Quali sono i consigli tecnici che Conti darebbe a un giovane?
“I consigli li darei più ai tecnici che allenano i ragazzi. La bravura nel nostro lavoro è nella loro crescita. Dio a me ha dato delle doti naturali. Ho avuto la fortuna di arrivare a Roma e di trovare Nils Liedholm, che mi ha insegnato tanto non solo sotto l’aspetto tecnico, ma anche sotto quello caratteriale. La prima volta che mi sono allenato con la prima squadra, durante le esercitazioni sulla tecnica e sui fondamentali, mi ha chiamato e mi ha detto: “Bruno, fai vedere lo stop di interno e lo stop di esterno”. Avevo già dentro di me questi fondamentali, ma Liedholm mi ha aiutato a tirarli fuori, per esempio dicendomi, quando non ero in possesso di palla, di rientrare e di aiutare la squadra. E’ l’insegnamento dell’allenatore che ti può dare tantissimo”.
A proposito di doti naturali: Bruno Conti è nato praticamente ambidestro o lo è diventato?
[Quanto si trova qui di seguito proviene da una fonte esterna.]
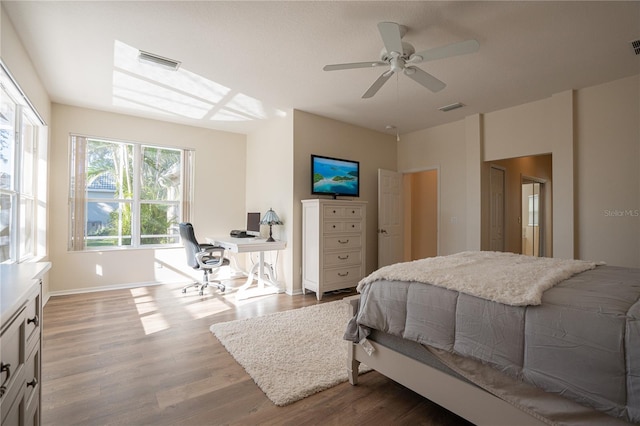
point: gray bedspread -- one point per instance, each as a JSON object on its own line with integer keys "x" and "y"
{"x": 582, "y": 342}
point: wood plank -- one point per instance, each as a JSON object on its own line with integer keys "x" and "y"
{"x": 146, "y": 356}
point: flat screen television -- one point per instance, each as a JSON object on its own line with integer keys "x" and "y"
{"x": 335, "y": 176}
{"x": 253, "y": 224}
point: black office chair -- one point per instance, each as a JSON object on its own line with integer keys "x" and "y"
{"x": 202, "y": 256}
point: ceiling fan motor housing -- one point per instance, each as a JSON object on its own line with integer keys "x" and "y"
{"x": 407, "y": 51}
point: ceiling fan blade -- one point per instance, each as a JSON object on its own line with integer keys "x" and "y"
{"x": 391, "y": 36}
{"x": 447, "y": 51}
{"x": 424, "y": 78}
{"x": 377, "y": 84}
{"x": 354, "y": 65}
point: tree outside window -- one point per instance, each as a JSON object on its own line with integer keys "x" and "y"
{"x": 132, "y": 194}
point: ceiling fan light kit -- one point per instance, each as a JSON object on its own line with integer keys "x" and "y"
{"x": 399, "y": 56}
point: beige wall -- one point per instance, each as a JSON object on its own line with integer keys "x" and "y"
{"x": 421, "y": 214}
{"x": 593, "y": 135}
{"x": 314, "y": 134}
{"x": 270, "y": 185}
{"x": 218, "y": 203}
{"x": 17, "y": 59}
{"x": 444, "y": 148}
{"x": 538, "y": 166}
{"x": 541, "y": 127}
{"x": 608, "y": 172}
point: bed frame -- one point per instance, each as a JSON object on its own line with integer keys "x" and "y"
{"x": 471, "y": 402}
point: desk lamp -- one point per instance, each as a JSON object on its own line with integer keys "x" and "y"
{"x": 270, "y": 218}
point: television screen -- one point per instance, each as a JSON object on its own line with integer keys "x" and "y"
{"x": 253, "y": 224}
{"x": 334, "y": 176}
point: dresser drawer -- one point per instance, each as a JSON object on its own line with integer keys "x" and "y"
{"x": 32, "y": 375}
{"x": 12, "y": 354}
{"x": 33, "y": 316}
{"x": 342, "y": 212}
{"x": 346, "y": 276}
{"x": 342, "y": 226}
{"x": 342, "y": 242}
{"x": 353, "y": 257}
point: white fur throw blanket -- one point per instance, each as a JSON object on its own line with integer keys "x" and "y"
{"x": 507, "y": 278}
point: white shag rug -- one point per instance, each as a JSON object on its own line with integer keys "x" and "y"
{"x": 291, "y": 354}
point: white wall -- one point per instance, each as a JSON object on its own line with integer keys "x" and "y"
{"x": 218, "y": 203}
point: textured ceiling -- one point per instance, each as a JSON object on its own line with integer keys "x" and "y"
{"x": 248, "y": 60}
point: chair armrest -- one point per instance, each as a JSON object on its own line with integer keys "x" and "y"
{"x": 207, "y": 253}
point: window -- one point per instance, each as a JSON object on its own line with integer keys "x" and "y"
{"x": 22, "y": 146}
{"x": 126, "y": 194}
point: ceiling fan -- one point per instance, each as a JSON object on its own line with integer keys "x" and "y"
{"x": 401, "y": 56}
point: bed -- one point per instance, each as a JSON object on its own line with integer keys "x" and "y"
{"x": 500, "y": 338}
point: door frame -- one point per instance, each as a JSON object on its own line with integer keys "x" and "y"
{"x": 438, "y": 198}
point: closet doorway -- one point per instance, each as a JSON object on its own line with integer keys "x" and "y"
{"x": 532, "y": 219}
{"x": 421, "y": 197}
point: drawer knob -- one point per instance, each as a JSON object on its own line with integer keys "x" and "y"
{"x": 5, "y": 368}
{"x": 35, "y": 320}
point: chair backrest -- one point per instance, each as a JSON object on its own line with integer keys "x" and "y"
{"x": 190, "y": 244}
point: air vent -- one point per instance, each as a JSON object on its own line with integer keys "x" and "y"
{"x": 447, "y": 108}
{"x": 158, "y": 60}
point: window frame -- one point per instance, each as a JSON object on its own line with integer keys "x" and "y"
{"x": 24, "y": 243}
{"x": 79, "y": 205}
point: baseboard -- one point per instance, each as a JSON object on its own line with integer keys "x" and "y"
{"x": 109, "y": 287}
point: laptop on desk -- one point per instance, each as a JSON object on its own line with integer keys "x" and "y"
{"x": 253, "y": 227}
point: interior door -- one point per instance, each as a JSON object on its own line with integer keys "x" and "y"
{"x": 390, "y": 244}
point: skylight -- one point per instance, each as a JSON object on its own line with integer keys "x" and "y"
{"x": 149, "y": 87}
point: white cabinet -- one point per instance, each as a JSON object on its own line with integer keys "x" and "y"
{"x": 333, "y": 244}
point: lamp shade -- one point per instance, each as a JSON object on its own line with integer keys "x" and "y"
{"x": 270, "y": 218}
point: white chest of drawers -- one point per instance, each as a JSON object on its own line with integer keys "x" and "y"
{"x": 333, "y": 244}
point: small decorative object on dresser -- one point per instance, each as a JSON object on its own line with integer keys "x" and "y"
{"x": 333, "y": 244}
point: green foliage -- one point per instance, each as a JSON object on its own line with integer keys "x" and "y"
{"x": 159, "y": 176}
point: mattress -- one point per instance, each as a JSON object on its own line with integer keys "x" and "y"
{"x": 582, "y": 342}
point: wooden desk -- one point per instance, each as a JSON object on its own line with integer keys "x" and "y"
{"x": 251, "y": 245}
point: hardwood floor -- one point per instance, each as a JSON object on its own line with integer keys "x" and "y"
{"x": 145, "y": 356}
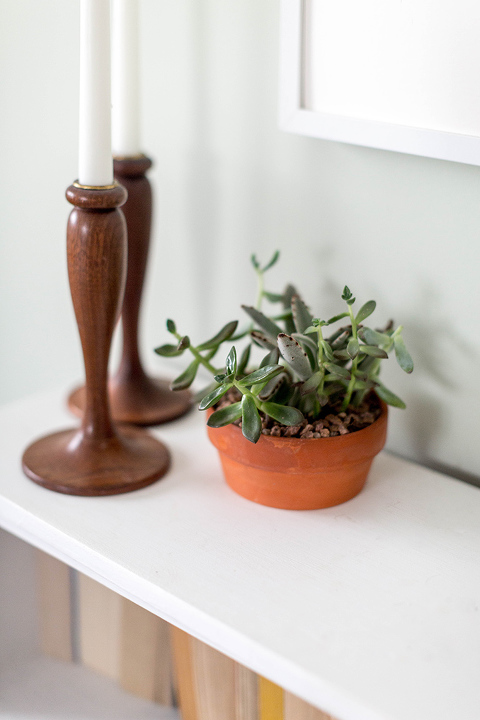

“In realtà il destro lo usavo pochissimo, tutto sommato ho fatto sempre tutto col mancino, anche se poi per esempio mi è venuto fuori un gol di destro contro il Perù ai Mondiali. L’insegnamento comunque è di Liedholm, che mi faceva palleggiare sia di destro che di sinistro, finiti gli allenamenti mi teneva lì a calciare di destro. Non potrò mai dimenticare il suo lavoro con Francesco Rocca, che aveva questa forza fisica incredibile ma tecnicamente doveva migliorare tantissimo. A fine allenamento si scambiavano la palla, Liedholm la metteva sulla corsa e lui doveva crossare. Grazie a questo allenamento Rocca è arrivato anche in Nazionale. Un calciatore deve lavorare con l’allenatore anche sui fondamentali: per diventare grande nel calcio, anche tecnicamente, devi sacrificarti e allenarti nel modo giusto. Così si diventa grandi professionisti”.